This is a guest post by Prashant Kumar, Software Engineer at Cashfree Payments.
In modern payment processing systems, managing high-throughput transaction requests efficiently is crucial. Various technologies are available to enhance performance by effectively handling asynchronous requests, with Kafka being a prominent solution for optimizing data flow.
At Cashfree Payments, we use Kill Bill as a critical tool for our pricing engine, supporting a wide range of billing needs for merchants. It excels in subscription plan management, versioning, plan modifications, and supports various billing cycles such as daily, monthly, annually, quarterly, biannually, and weekly. It also features role-based authorisation for a secure and controlled access. To know more about this read what is kill bill.
We use Kill Bill to charge our merchants based on how much they use our services. This is called metered usage billing. We offer different pricing levels or tiers for this.
For example, we have three tiers for API usage:
- Tier 1: Up to 1,000 API calls at Rs. 5 each.
- Tier 2: Between 1,001 and 1,00,000 API calls at Rs. 2 each.
- Tier 3: Over 1,00,000 API calls at Rs.1 each.
Our system tracks how many API calls a merchant makes and Kill Bill calculates their bill based on the tier they fall into. Other parts of our business send information about API usage to Kill Bill, which generates the final invoice. There are many metered usage billing use cases for which we use Kill Bill.
Cashfree Payments relies on Kill Bill to process metered usage data for our merchants. This data is pushed to Kill Bill via the Record Usage for Subscription API.
To enhance Kill Bill’s reliability and performance, we have implemented a Kafka plugin. Kill Bill may experience production failures due to various reasons. While quick reversals and restorations are possible, downtime poses significant challenges, especially for services pushing metrics via the API. This plugin acts as a buffer, protecting Kill Bill from unexpected failures and high traffic loads.
Critical scenarios include:
- High-traffic periods: Multiple services pushing events to Kill Bill APIs can overwhelm the service, causing downtime.
- Dependence on Kill Bill: As a priority service, downtime is unacceptable, as it impacts other Cashfree internal services.
- Operational disruptions: Inability to access Kill Bill during downtime leads to operational issues for developers and businesses, affecting product services and business operations.

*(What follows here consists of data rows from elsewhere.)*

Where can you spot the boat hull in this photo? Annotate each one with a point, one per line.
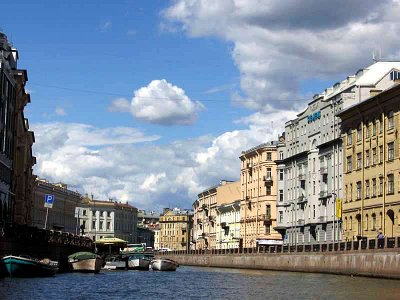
(91, 265)
(139, 264)
(25, 267)
(163, 265)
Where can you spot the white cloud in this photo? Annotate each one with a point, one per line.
(277, 45)
(124, 164)
(160, 102)
(106, 26)
(60, 111)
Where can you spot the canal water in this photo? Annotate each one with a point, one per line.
(199, 283)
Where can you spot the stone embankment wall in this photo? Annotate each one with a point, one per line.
(373, 263)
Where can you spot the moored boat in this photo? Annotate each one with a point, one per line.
(139, 262)
(164, 264)
(25, 266)
(85, 262)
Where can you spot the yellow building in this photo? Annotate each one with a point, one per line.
(372, 166)
(258, 199)
(174, 229)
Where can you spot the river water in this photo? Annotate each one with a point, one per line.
(199, 283)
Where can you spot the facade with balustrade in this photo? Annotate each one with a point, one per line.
(258, 195)
(372, 165)
(99, 219)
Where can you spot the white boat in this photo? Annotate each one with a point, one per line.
(138, 262)
(115, 263)
(85, 262)
(164, 264)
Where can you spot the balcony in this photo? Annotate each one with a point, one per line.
(324, 170)
(268, 179)
(323, 219)
(323, 194)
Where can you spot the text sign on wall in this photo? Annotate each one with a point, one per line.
(48, 201)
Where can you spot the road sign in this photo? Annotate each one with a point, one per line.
(339, 208)
(48, 201)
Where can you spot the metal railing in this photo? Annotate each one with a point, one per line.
(384, 244)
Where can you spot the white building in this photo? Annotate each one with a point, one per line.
(99, 219)
(310, 160)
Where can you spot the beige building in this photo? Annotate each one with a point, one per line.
(101, 219)
(228, 215)
(258, 199)
(62, 215)
(204, 221)
(372, 165)
(175, 229)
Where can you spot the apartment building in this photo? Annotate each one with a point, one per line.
(175, 227)
(99, 219)
(312, 158)
(228, 215)
(204, 220)
(258, 199)
(372, 165)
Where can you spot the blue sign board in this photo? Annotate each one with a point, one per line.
(48, 201)
(314, 116)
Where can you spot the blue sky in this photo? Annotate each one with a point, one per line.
(234, 71)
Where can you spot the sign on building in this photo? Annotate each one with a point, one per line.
(48, 201)
(339, 208)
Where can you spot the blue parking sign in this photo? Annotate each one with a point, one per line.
(48, 201)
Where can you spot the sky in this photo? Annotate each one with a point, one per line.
(151, 102)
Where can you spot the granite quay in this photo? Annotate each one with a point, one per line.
(372, 258)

In essence, ensuring Kill Bill’s uptime is crucial to maintaining the stability and reliability of Cashfree’s internal services and overall business operations.
When Kill Bill experiences downtime, Cashfree services attempting to interact with it face significant disruptions. This can lead to operational challenges for developers and businesses, impacting product services and overall business operations.
To mitigate this issue, we have implemented Kafka as a solution. Each service publishes its metrics to a Kafka topic, allowing Kill Bill to consume these messages via the Kafka Consumer Plugin. This setup ensures that even if Kill Bill experiences downtime, services can continue to send their usage metrics to Kafka. Once Kill Bill is back online, it can process the messages stored in Kafka during the outage. This approach enhances fault tolerance and resilience, reducing disruptions to business operations.
Kafka’s ability to partition data enables parallel processing, significantly boosting performance and fault tolerance. By dividing data into multiple partitions and assigning different Kill Bill instances to each, we can process usage data concurrently. However, increasing the number of partitions and Kill Bill instances to maximize parallelism might not always be feasible due to resource constraints in some services.
To enable parallel consumption within a single instance, we’ve implemented a multithreaded Kafka consumer. This allows us to leverage multiple threads within a single Kill Bill instance to consume from each assigned partition. For example, with three partitions of a topic, three threads will be used to consume from each partition in parallel.
Kill Bill supports plugin development through the OSGi framework, a Java-based modular system that enables dynamic component management. This framework provides flexibility by allowing interactions with Kill Bill without altering its core functionality, ensuring that plugins can be added or modified while maintaining loose coupling and preserving the integrity of the main system. For details on configuring and using plugins, refer to the https://github.com/cashfree/killbill-kafka-consumer-plugin, which serves as a useful reference for adding your custom processes.